Skip to content

PR3 — self-upgrade apply + rollback + escape hatch (2026-05-22)

Motivation

PR1 added discovery, PR2 added build. PR3 wires the actual ARM PATCH that swaps the deployed Container App template to the freshly built images, the rollout watcher / reconciler that finalises the state on the post-restart revision, the rollback API, and the escape-hatch command set the operator runs when the new revision fails to boot.
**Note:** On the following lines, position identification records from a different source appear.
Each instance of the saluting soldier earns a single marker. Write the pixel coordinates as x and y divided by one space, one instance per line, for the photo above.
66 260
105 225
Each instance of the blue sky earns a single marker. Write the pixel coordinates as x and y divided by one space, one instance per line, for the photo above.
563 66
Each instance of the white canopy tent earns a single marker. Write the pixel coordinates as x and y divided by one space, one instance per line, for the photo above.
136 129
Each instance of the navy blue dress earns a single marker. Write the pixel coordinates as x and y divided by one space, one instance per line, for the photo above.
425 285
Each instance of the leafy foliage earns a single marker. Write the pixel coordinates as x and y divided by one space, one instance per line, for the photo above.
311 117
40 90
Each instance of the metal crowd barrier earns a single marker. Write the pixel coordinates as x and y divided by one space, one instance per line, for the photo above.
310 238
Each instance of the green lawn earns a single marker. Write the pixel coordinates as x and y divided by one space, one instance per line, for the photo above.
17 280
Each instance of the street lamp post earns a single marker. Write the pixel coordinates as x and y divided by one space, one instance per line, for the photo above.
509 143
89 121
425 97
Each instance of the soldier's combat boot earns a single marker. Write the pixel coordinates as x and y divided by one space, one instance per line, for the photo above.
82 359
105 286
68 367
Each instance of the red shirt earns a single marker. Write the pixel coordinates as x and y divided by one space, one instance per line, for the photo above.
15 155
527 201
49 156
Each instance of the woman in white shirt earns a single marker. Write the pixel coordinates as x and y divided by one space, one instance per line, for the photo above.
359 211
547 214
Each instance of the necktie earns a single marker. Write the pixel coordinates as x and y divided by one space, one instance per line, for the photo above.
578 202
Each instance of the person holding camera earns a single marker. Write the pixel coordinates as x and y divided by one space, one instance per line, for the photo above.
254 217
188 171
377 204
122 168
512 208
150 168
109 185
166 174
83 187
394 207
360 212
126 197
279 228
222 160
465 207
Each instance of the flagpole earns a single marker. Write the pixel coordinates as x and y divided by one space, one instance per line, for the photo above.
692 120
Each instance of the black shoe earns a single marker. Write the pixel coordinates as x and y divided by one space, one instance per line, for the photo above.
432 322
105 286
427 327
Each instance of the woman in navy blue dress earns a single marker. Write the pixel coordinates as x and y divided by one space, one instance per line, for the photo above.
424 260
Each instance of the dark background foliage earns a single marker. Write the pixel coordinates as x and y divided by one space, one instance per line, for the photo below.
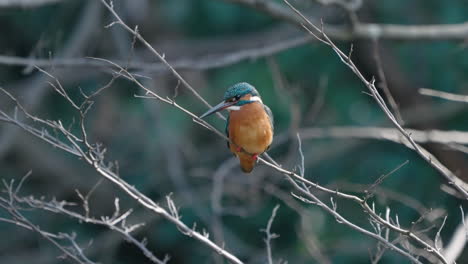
161 151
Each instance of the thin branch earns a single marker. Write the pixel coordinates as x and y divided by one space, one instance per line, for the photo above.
210 61
444 95
270 236
365 30
426 155
27 3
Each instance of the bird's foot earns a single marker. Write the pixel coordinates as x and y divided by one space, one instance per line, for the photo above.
255 156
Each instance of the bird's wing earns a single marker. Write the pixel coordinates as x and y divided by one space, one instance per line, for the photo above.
226 131
270 115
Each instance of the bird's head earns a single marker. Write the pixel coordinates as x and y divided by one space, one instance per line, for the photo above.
235 97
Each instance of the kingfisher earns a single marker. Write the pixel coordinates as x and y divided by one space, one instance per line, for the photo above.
249 125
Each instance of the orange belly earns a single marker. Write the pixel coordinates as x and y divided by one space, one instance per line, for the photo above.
250 129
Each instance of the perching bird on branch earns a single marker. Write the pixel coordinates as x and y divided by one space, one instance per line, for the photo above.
249 126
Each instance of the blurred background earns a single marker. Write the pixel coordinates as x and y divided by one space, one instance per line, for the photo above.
215 44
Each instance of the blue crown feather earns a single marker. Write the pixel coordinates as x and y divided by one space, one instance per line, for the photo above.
240 89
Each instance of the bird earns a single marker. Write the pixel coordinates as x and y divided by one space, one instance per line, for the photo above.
249 125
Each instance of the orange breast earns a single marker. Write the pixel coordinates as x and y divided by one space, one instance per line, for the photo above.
250 128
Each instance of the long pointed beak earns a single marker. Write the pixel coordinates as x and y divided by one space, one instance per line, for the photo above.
217 108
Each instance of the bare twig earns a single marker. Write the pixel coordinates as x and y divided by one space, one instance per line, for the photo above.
426 155
383 84
364 30
444 95
458 240
270 236
27 3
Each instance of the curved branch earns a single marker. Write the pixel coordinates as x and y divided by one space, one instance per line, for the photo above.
364 30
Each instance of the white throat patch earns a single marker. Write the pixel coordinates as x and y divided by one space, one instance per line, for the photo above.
233 108
256 98
236 107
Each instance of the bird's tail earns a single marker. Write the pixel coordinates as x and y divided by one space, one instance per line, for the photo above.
247 162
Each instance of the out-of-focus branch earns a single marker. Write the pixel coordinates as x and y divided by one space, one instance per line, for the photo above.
320 35
306 185
458 241
270 236
36 88
27 3
72 251
444 95
117 222
364 30
199 63
384 133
After PR3, the in-app self-upgrade flow is end-to-end functional from the API surface. UI polish (badge, modal, retention countdown, progress streaming) follows in PR4.

User-facing change

Two new mutating endpoints (both UpgradeAdmin-gated):

  • POST /api/upgrade/rollback — replays the snapshot taken before the upgrade (rollback_target_json on the row) by issuing a fresh ARM PATCH targeting the previous image refs. Allowed from rolling_out, succeeded, and failed_rollout. Returns the updated state row.
  • GET /api/upgrade/escape-hatch — returns a copy-pasteable az containerapp update command set (one per container) that the operator can run from any az login-ed shell to restore the snapshot. Used when the new revision is unreachable and even the rollback API is dead.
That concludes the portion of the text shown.